Das Arbeiten von zu Hause aus wird sich durchsetzen und wahrscheinlich dazu führen, dass sich mehr Menschen vor Ort für Kunst und Kultur engagieren.
 

Präferenzen und Erwartungen

Von denjenigen, die bereits von zu Hause aus arbeiten, erwartet ein Viertel, dass sie dies in den nächsten drei Monaten ständig tun werden, und mehr als die Hälfte, dass sie es zumindest gelegentlich tun werden.

  • Die Hälfte der Befragten geht davon aus, dass sie dies zumindest meistens tun werden, auch wenn keine Bedrohung durch Covid-19 besteht.
  • Zwei Drittel der Befragten ziehen es vor, meistens oder immer von zu Hause aus zu arbeiten, und nur 9 % ziehen dies nie vor.
  • Drei Viertel der Befragten haben während der Pandemie mehr von zu Hause aus gearbeitet, wobei dies in den jüngsten und ältesten Altersgruppen weniger der Fall war.
  • Die Einstellung zu Covid-19 stimmt mit den Arbeitsgewohnheiten überein
  • Diejenigen, die sagen, dass sie sich wegen Covid-19 bei der Teilnahme an Veranstaltungen nicht wohlfühlen, sagen viel eher, dass sie weiterhin von zu Hause aus arbeiten werden.
  • Auch diejenigen, die der Meinung sind, dass wir alles tun sollten, um Covid-19 zu reduzieren, sagen mit größerer Wahrscheinlichkeit, dass sie weiterhin von zu Hause aus arbeiten werden und dass sie dies bevorzugen, als diejenigen, die sagen, dass wir einfach mit Covid-19 leben sollten.
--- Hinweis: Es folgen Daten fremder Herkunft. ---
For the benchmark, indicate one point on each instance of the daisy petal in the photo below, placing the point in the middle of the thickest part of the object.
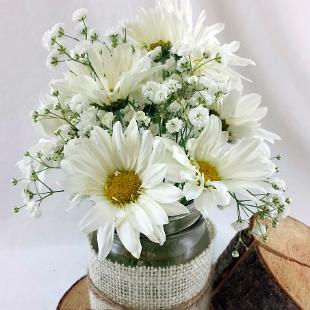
(105, 238)
(154, 211)
(164, 193)
(153, 175)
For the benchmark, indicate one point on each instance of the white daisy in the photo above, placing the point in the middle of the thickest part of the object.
(123, 176)
(207, 56)
(163, 25)
(241, 116)
(115, 74)
(216, 168)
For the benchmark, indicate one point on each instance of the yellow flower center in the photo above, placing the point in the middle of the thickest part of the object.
(166, 45)
(122, 187)
(208, 170)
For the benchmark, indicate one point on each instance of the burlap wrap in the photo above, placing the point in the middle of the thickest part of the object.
(115, 286)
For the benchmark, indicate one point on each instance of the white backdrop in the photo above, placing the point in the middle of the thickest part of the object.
(39, 259)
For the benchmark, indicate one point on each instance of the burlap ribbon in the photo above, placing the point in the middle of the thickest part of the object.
(116, 306)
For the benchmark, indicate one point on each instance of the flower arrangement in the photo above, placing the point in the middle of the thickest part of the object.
(146, 120)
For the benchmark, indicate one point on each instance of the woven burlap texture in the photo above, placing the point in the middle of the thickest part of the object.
(149, 287)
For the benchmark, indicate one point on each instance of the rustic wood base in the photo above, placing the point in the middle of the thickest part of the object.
(270, 275)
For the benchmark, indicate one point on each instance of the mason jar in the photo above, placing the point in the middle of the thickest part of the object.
(172, 276)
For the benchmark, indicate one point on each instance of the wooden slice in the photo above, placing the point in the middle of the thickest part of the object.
(76, 298)
(270, 275)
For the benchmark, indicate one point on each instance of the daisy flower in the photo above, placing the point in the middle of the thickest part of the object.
(113, 75)
(163, 25)
(216, 168)
(123, 176)
(241, 116)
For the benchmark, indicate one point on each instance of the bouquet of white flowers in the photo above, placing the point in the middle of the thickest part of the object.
(145, 121)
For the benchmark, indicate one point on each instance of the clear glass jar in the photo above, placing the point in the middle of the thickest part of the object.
(187, 236)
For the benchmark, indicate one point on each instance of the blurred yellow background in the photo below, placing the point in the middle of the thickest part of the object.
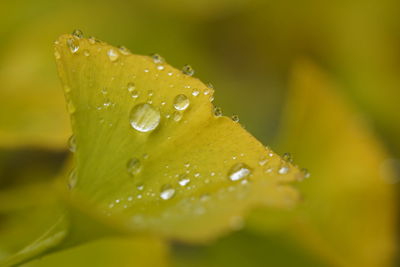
(319, 79)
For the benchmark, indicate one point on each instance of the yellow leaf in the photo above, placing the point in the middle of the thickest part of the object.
(150, 149)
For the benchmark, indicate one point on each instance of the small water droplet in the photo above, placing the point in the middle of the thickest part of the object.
(306, 173)
(144, 117)
(112, 54)
(72, 144)
(73, 45)
(217, 111)
(177, 116)
(188, 70)
(167, 192)
(77, 33)
(235, 118)
(195, 92)
(284, 169)
(287, 157)
(263, 161)
(57, 55)
(124, 50)
(183, 180)
(140, 187)
(157, 58)
(72, 179)
(181, 102)
(239, 171)
(134, 166)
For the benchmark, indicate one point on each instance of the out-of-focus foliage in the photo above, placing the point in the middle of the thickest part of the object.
(247, 49)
Fortbestehen des Fokus auf Lokales

Selbst in diesen vorsichtigeren Gruppen erwarten 1/3 der Besucher von Live-Veranstaltungen, dass sie näher an ihrem Wohnort arbeiten werden als vor der Pandemie

  • Das sind viel mehr als die, die angeben, dass sie weiter reisen werden als früher, was wahrscheinlich darauf zurückzuführen ist, dass die Vereinbarkeit von Beruf und Privatleben immer stärker auf den Wohnort ausgerichtet ist.
  • Dieser Trend zu einem verstärkten Besuch vor Ort und weg von einer größeren Anreise zu kulturellen Veranstaltungen gilt für die meisten Kunstformen.
  • Fast 30 % der Befragten geben an, dass sie neue kulturelle Angebote in ihrer Umgebung entdeckt haben, von denen sie vor Covid-19 nichts wussten, was darauf hindeutet, dass das Bewusstsein für ein lokales Kunstengagement (und damit die Wahrscheinlichkeit, dies zu tun) stark zunimmt.